Em muitos municípios da região as aulas estão sendo suspensas porque os ônibus não conseguem passar pelas barreiras ou devido à falta de combustível. A indicação feita pelos municípios é para que os pais entrem em contato com o Município para se certificarem das medidas. A regra vale para o transporte escolar. O transporte coletivo também tem sofrido interferências e as frotas circulam com escalas reduzidas.

Comércio

A Caciopar (Coordenadoria das Associações Comerciais e Industriais do Oeste do Paraná) reforçou ontem que a maioria das 46 associações comerciais da região filiadas apoia a paralisação dos caminhoneiros.

Ontem comerciantes de várias cidades fecharam as portas, das 8h às 10h, para engrossar o movimento nas rodovias. Hoje esta ação deve se repetir.

HU suspende eletivas

O Hospital Universitário do Oeste do Paraná informou ontem que as cirurgias eletivas que estavam agendadas para os próximos dias estão canceladas em medida emergencial para não afetar serviços assistenciais do hospital.

Serão racionados itens que não prejudiquem os atendimentos, economizando o possível para que não falte nos próximos dias.

Reuniões serão feitas diariamente para avaliar as necessidades dos setores.

Frota unificada

A Secretaria de Estado da Saúde e a Defesa Civil do Paraná estão em contato permanente para garantir que ambulâncias dos serviços de urgência e emergência, e demais veículos que atendem a rede assistencial do Paraná, não sejam prejudicados.

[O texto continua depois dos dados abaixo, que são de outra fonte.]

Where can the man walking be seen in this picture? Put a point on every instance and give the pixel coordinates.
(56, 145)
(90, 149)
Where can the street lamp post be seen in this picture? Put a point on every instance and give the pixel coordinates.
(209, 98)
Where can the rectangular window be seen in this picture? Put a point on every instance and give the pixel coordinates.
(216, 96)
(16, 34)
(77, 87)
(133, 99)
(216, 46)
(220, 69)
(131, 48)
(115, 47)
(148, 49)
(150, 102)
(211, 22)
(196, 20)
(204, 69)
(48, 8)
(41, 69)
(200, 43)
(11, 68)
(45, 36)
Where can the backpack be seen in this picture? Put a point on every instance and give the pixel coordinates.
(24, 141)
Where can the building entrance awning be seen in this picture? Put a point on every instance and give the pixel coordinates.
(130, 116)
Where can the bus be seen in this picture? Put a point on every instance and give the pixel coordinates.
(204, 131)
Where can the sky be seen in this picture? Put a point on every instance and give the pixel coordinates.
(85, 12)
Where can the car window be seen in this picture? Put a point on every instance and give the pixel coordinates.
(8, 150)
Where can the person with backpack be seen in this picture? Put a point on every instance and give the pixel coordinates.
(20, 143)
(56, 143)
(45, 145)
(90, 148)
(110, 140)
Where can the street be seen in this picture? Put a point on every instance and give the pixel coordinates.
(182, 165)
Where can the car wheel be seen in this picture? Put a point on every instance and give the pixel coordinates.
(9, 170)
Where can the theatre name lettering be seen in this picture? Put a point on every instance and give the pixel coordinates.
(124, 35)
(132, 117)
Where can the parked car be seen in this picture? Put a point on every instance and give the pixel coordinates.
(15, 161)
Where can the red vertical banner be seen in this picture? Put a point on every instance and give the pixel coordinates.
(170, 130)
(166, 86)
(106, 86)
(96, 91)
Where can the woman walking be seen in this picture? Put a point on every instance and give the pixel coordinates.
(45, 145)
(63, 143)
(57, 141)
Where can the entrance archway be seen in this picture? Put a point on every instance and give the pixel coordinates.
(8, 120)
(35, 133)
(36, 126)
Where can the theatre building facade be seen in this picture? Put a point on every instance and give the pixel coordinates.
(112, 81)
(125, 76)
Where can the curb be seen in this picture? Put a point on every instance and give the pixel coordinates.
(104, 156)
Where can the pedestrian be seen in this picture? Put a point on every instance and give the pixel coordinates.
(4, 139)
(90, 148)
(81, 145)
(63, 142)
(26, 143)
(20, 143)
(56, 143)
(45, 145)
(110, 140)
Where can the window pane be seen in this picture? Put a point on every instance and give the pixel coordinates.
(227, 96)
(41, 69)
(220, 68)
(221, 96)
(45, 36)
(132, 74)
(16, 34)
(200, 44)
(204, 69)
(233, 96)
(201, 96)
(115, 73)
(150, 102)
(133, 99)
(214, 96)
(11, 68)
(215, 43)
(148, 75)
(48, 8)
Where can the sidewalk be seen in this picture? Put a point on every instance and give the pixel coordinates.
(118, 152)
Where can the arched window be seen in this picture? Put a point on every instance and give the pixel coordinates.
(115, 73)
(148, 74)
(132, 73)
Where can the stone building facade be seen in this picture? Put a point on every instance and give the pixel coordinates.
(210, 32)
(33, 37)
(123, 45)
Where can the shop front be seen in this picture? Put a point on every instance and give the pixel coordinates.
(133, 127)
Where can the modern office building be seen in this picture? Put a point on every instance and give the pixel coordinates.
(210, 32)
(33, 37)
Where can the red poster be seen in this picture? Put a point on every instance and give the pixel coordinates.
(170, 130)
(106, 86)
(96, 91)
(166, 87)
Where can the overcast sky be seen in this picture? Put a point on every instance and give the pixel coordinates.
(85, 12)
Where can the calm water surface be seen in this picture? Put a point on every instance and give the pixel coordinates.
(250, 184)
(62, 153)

O secretário da Saúde, Antônio Carlos Nardi, determinou que superintendentes e diretores de regionais monitorem a situação e interfiram para evitar paralisação dos serviços.

Samu

A média diária de atendimentos do Samu (Serviço Médico de Urgência) no Paraná é de 1,7 mil ocorrências, sete delas aéreas. Segundo o diretor da Rede Paraná Urgência, Vinícius Filipak, cada Samu tem condições de antecipar o nível crítico de abastecimento e comunicar a necessidade de intervenção. “Orientamos as equipes para monitorar as condições de trabalho e comunicar imediatamente sobre bloqueios que impedem a chegada de insumos”, explicou Filipak.

A Casa Civil do governo federal criou ontem um comitê para avaliar a paralisação.

Frota oficial

A governadora Cida Borghetti determinou ontem que o uso de veículos da frota estadual seja restringido e que seja dada prioridade ao abastecimento de ambulâncias, viaturas das polícias e corpo de bombeiros.

Insumos hospitalares

A Federação das Santas Casas de Misericórdia e Hospitais Beneficentes do Paraná informou que a entrega de medicamentos e materiais está afetada. Os produtos são transportados em caminhões não identificados, dificultando a liberação nas estradas. A entrega de oxigênio, com transporte especial, permanece normal.

“As instituições privadas sem fins lucrativos, responsáveis por mais de 50% do atendimento SUS no Paraná, mantêm estoques limitados de medicamentos e materiais, a fim de otimizar os recursos financeiros. Para evitar o desabastecimento, alguns hospitais alertam que poderão, em primeira instância, adiar a realização de procedimentos eletivos, garantindo os atendimentos de urgência e emergência”.

Efeitos gerais da paralisação:

Falta de combustível;
Falta de gás de cozinha;
Entrega de medicamentos e materiais hospitalares afetados;
Cancelamento de cirurgias eletivas;
Falta de produtos básicos nos supermercados;
Suspensão do transporte escolar e das aulas;
Escalas reduzidas do transporte coletivo;
Frota oficial em circulação com escala reduzida;
Otimização dos atendimentos de urgência e emergência;
Combustível racionalizado também para viaturas e ambulâncias;
Animais morrendo nas granjas sem ração;
Cargas vivas paradas em bloqueios;
75 pontos de protesto/bloqueio no Paraná;
12 frigoríficos fechados na região e 129 no Brasil.